The only way to make a new road is to walk it.
Sometimes the truth appears in unexpected places. I’d love to be able to take the credit for the quote used in the title of this piece, but it is lifted from an episode of Star Trek: Discovery. That said, it is, I feel, entirely relevant.
The death of a child is so cataclysmic to our lives that the paths - or roads - that we have set ourselves no longer exist. Our previous choices, our futures, have all gone. Everything beyond the present is unknown, even our own needs and desires are blank. There are a hundred and one ways of describing it from living in a fog to being blindfolded, but the result is the same. We can see or predict nothing because everything that we had prepared ourselves for has changed. Our purpose has changed. Our futures have disappeared. What do we do with our lives now? We need to make a new road.

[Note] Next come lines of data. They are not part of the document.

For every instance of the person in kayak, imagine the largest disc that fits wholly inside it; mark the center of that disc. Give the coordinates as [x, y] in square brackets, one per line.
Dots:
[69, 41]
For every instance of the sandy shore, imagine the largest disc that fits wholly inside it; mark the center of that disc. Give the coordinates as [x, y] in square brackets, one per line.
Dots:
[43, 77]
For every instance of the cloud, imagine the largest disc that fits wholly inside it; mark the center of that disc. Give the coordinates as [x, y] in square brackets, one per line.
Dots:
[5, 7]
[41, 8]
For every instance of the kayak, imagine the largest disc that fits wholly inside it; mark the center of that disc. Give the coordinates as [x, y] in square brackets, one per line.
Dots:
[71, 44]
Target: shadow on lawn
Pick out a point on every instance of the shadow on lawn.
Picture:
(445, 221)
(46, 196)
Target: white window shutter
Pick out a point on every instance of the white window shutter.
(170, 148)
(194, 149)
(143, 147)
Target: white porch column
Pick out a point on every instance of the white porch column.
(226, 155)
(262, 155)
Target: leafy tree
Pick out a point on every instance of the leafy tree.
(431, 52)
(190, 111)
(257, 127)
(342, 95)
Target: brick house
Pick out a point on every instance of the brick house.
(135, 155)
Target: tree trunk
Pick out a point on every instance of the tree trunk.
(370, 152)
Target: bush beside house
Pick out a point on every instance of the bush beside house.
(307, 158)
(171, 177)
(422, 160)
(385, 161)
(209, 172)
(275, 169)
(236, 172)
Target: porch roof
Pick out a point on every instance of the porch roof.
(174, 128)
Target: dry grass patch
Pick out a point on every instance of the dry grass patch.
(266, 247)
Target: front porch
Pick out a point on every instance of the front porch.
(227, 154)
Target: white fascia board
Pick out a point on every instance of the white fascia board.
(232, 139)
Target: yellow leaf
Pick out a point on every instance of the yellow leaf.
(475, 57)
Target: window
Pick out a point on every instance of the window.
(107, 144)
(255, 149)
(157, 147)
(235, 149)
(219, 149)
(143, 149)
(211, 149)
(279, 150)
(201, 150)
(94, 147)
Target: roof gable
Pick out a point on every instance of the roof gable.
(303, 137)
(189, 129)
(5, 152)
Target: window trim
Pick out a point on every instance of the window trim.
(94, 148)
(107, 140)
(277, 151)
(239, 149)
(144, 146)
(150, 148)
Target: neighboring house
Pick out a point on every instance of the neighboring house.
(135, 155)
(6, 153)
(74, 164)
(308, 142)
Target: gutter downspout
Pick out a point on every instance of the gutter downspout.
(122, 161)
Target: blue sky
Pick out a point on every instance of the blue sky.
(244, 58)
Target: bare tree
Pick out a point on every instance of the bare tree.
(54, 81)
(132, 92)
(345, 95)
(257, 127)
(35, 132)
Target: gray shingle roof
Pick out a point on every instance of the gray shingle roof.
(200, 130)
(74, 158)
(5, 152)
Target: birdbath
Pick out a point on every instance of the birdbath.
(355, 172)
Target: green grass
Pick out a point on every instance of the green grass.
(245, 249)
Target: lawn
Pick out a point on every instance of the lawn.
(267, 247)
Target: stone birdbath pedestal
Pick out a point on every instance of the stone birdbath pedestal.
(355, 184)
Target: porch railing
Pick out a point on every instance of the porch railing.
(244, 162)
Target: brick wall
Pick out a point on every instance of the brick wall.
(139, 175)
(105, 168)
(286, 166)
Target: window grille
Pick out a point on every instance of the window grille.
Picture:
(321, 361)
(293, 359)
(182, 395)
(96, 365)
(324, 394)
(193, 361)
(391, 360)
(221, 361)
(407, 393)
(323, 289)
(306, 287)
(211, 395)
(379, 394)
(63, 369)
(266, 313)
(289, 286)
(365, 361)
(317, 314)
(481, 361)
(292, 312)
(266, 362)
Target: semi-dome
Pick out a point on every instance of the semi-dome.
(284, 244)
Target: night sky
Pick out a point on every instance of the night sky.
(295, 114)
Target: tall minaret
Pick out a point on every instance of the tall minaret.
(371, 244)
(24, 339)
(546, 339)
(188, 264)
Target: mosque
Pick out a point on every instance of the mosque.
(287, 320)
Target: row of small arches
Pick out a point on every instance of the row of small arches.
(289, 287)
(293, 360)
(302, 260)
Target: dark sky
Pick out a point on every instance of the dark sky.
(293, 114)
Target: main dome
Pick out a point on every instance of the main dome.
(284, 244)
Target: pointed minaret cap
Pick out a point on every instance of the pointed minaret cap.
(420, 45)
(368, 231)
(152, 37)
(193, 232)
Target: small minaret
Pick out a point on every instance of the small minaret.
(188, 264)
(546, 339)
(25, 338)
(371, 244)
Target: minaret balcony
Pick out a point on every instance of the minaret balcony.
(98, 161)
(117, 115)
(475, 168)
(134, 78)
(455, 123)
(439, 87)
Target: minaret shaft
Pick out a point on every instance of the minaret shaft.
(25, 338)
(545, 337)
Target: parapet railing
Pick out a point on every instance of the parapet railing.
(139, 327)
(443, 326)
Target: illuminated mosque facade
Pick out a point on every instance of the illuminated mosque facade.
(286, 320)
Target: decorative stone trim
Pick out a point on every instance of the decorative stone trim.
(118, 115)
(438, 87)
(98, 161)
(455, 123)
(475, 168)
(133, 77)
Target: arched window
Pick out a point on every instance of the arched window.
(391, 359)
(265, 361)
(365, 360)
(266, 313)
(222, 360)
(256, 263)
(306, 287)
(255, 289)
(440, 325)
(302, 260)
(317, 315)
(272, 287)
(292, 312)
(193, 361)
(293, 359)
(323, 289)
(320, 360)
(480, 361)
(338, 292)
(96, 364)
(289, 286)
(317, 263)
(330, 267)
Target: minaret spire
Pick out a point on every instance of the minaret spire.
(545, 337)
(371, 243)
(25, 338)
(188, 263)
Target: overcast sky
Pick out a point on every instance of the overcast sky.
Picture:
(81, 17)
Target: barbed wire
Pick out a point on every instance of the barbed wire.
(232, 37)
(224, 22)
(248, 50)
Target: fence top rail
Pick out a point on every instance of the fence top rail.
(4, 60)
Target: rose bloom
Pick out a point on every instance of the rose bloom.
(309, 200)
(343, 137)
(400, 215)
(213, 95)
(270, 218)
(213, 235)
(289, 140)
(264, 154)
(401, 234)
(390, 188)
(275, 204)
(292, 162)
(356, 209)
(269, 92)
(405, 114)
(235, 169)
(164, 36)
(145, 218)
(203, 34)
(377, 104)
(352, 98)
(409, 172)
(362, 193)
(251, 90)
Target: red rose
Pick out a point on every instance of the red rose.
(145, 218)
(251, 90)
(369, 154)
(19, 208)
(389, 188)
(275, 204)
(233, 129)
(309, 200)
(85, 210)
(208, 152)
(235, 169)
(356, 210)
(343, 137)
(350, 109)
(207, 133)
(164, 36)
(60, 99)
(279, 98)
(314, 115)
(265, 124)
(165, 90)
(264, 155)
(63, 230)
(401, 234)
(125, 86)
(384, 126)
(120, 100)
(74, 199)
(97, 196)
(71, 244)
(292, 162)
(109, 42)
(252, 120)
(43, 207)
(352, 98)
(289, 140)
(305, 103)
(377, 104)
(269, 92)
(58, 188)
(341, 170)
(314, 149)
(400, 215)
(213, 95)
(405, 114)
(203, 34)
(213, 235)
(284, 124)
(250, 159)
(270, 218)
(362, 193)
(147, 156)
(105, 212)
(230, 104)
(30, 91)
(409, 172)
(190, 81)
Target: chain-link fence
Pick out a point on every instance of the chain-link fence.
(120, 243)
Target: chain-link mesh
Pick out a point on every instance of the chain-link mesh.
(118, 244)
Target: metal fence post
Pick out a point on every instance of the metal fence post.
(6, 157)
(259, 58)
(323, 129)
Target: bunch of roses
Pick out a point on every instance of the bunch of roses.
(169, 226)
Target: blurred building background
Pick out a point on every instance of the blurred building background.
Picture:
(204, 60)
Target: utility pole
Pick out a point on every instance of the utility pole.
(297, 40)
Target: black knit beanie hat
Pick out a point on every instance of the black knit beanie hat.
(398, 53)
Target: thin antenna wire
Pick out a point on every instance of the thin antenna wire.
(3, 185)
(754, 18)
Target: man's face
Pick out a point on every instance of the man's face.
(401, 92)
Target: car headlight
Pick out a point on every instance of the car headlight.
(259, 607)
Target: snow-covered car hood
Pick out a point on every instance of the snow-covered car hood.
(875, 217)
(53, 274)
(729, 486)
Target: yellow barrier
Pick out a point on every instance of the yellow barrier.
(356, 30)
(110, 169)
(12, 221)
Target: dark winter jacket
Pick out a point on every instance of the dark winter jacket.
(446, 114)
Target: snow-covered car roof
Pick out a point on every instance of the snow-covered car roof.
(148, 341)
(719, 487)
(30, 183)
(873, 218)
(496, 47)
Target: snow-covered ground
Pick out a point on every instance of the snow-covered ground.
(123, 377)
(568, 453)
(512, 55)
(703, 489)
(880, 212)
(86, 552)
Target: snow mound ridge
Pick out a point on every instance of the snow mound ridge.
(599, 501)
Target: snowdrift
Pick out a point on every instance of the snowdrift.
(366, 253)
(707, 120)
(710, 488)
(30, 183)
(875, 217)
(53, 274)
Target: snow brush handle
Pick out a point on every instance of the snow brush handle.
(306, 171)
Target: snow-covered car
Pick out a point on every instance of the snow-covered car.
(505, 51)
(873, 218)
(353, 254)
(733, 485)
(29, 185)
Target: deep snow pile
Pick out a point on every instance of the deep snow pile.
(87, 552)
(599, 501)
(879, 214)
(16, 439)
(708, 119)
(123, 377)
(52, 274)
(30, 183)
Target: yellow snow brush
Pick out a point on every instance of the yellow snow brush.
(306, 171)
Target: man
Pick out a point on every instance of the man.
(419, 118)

Because so much has changed and so much is unknown, setting a new destination for ourselves is impossible. We live from day to day, sometimes from hour to hour. So often we are asked “how do you manage?” and our response is “Because I have no choice.”. And that is how we build a new road. We get up, go through our day, go to bed and do it all again.
Most people get a destination or life goal and then make a road that leads to it, be it qualifications, promotions, new homes or children. When your child has died you make your road by surviving each day. You make the road by looking back at the road as it has grown. It lacks direction and meanders about but it is a road nonetheless; a road of survival. It is like no other road and is personal to us. There will be times when it drifts off in the wrong direction (if there is such a thing) and others when it slows or stops altogether. It doesn’t matter. The new road is growing and each day or year gets a little easier to build.
One day a time may come when we can look ahead a little and set a destination for the road to take. But if we don’t then the road will keep growing slowly, taking whatever form and direction that works best for us. Others won’t understand the road, nor its lack of direction. They will try and convince us to set a destination but we don’t need one. What we need is to build our road our way in our own time. And we will do that by walking it every day. You may not realise it, but you are already building your road. It may take a while, but that’s okay because there isn’t a rush.
One day I will be with Evie again and my road will be complete.